Bless Me, Ultima
Take a story's temperature by studying its tone. Is it hopeful? Cynical? Snarky? Playful?
Have you ever been faced with two choices? It could be anything: Which guy should I ask to the dance? Do I want cheese or pepperoni? Instead of just going with your gut, do you ever take some time to sit there and weigh your options? Probably not often enough. But that's what Antonio does almost all of the time when faced with a decision or a question with more than one possible answer.
Thought drives Antonio. There are moments when he takes action, but at the end of the day, it's all about mulling questions over and thinking through the various possible answers to those questions. That's what moves Antonio and the novel as a whole forward.
One of the first questions Antonio poses comes when he asks his mother, "'Was Ultima at my birth?'" (1.271). Sure, this might be a simple yes or no question on the surface, but Antonio is really asking about his destiny (or his "density" for all you George McFly fans out there). In his dream, Antonio has seen his mother's family and his father's family arguing over his future, and he has seen that the woman who delivered him (yes, it turns out to be Ultima) might be the only one who knows what lies ahead for him.
Questions about his future and the powers leading him along his path practically plague Antonio throughout the novel.
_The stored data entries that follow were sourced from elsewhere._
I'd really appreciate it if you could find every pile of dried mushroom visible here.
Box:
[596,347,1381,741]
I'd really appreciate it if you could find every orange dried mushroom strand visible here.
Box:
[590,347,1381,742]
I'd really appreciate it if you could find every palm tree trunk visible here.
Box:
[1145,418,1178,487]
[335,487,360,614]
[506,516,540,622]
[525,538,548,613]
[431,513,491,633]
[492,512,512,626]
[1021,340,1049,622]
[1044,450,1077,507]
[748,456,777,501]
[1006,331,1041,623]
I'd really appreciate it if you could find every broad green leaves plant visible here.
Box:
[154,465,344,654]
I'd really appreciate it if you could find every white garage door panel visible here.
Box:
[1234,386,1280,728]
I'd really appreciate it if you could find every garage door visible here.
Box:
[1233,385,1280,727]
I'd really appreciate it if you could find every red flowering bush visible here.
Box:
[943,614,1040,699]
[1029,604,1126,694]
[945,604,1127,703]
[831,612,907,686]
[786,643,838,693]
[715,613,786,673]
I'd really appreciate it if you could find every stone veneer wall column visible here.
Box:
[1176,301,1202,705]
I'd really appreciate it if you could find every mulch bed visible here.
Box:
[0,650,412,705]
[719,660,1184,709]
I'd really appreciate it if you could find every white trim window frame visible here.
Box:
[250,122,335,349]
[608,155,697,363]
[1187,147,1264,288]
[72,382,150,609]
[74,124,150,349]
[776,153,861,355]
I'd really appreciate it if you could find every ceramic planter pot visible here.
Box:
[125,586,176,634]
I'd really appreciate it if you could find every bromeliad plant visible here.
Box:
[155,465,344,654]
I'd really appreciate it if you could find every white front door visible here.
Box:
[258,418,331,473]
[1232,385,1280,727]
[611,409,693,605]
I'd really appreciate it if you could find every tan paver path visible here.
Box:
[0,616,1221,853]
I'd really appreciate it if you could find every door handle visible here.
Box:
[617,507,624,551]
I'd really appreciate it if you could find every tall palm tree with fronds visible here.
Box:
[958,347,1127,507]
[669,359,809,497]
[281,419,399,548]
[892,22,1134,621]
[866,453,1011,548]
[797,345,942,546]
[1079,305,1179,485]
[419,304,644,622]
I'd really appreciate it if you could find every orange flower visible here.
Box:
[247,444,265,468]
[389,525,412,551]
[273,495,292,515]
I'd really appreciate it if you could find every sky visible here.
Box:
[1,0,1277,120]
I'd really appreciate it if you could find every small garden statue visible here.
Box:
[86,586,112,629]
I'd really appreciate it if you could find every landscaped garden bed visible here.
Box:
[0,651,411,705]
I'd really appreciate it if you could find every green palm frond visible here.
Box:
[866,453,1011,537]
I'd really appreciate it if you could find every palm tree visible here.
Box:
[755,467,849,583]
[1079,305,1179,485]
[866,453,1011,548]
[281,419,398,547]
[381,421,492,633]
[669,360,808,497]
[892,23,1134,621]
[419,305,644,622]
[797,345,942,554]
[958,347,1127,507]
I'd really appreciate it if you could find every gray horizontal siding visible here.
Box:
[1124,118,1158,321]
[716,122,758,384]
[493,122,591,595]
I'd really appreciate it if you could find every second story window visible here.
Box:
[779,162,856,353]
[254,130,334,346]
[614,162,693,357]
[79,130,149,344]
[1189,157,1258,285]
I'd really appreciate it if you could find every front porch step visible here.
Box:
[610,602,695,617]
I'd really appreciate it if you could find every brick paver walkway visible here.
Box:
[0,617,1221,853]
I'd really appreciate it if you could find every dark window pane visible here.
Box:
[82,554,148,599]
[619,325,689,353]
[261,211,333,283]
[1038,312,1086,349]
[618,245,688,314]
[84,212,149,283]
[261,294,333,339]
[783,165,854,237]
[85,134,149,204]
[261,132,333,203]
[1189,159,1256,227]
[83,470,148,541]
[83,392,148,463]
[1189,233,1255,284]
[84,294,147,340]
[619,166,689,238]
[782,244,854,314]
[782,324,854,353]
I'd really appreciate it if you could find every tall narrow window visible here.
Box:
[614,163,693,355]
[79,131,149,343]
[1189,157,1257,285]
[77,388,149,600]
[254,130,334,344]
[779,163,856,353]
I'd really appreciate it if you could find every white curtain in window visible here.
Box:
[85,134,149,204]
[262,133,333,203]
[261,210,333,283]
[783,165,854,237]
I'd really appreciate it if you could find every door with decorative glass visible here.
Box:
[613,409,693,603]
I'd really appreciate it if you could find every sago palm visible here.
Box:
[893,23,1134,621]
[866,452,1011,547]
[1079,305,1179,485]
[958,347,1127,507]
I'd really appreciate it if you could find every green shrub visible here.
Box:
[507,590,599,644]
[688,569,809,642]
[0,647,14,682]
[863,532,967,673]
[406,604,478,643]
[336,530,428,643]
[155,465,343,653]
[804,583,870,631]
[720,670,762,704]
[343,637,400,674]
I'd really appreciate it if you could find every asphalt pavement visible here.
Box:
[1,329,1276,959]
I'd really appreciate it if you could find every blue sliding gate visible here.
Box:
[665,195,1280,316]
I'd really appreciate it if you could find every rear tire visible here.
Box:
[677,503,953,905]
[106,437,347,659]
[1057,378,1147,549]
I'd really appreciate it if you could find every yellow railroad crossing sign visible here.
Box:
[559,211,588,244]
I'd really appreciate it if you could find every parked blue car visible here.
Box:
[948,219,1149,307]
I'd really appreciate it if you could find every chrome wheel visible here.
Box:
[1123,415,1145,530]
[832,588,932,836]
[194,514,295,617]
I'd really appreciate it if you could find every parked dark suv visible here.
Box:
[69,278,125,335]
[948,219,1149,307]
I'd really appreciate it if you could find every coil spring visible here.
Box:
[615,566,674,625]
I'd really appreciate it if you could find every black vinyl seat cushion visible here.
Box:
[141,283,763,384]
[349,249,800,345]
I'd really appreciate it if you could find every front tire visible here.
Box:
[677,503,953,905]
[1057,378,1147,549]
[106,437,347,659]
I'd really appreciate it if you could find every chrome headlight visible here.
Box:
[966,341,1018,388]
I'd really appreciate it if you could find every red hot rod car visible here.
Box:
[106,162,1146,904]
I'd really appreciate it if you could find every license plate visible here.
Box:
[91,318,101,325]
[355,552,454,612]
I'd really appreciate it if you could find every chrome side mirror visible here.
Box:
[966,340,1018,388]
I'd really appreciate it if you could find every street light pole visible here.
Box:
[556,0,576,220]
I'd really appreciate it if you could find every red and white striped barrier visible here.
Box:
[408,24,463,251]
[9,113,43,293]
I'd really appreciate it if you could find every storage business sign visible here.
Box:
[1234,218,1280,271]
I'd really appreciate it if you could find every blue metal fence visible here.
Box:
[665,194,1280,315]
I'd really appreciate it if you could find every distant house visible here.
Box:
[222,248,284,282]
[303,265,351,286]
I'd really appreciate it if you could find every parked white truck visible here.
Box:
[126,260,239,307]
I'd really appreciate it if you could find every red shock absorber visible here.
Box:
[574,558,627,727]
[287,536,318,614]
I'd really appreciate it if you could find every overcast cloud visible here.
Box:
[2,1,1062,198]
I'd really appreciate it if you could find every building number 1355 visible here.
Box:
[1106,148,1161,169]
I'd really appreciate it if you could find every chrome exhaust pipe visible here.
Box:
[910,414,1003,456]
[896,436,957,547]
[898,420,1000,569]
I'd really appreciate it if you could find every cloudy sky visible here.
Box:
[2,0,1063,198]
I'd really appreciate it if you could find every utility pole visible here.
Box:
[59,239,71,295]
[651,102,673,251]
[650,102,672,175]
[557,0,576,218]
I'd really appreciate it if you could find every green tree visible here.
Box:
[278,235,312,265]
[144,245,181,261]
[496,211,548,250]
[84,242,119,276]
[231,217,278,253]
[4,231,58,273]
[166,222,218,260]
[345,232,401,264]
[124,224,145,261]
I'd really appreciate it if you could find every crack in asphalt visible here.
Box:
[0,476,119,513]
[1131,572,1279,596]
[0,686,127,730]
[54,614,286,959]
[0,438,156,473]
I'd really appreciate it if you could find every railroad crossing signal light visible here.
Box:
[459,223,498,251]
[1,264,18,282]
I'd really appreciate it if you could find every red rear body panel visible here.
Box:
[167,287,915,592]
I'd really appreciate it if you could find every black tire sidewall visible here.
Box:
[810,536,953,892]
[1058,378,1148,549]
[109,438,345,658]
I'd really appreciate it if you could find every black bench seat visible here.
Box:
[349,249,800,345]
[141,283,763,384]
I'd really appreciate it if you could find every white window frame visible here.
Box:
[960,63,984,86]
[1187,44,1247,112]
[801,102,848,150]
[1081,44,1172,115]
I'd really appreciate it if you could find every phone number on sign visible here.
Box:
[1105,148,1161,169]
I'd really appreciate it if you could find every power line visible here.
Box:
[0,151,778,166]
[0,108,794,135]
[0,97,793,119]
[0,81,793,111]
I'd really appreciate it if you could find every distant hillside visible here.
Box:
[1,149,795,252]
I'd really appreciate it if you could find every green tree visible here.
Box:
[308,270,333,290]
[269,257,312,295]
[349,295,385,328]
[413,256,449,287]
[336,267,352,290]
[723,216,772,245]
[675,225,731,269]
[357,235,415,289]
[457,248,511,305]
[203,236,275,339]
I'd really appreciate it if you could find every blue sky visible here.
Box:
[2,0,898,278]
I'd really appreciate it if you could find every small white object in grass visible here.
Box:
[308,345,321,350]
This idea that questions and thoughts about the nature of the world drive Antonio is demonstrated quite literally in the Catechism scene, where we get to see the priest ask some big time questions to Antonio and his classmates. Questions like, "Why did God make you?" (17.354).
But, these kids' answers to these questions amount to no more than rehearsed responses. While most of the other kids might be okay with that, our boy Antonio needs more (as if you didn't see that coming). He has to think about what all of the possible answers to the question are and whether or not the question even has real meaning. Sheesh. Ah, but such is the life of a kid obsessed with thinking in a novel with a thoughtful tone.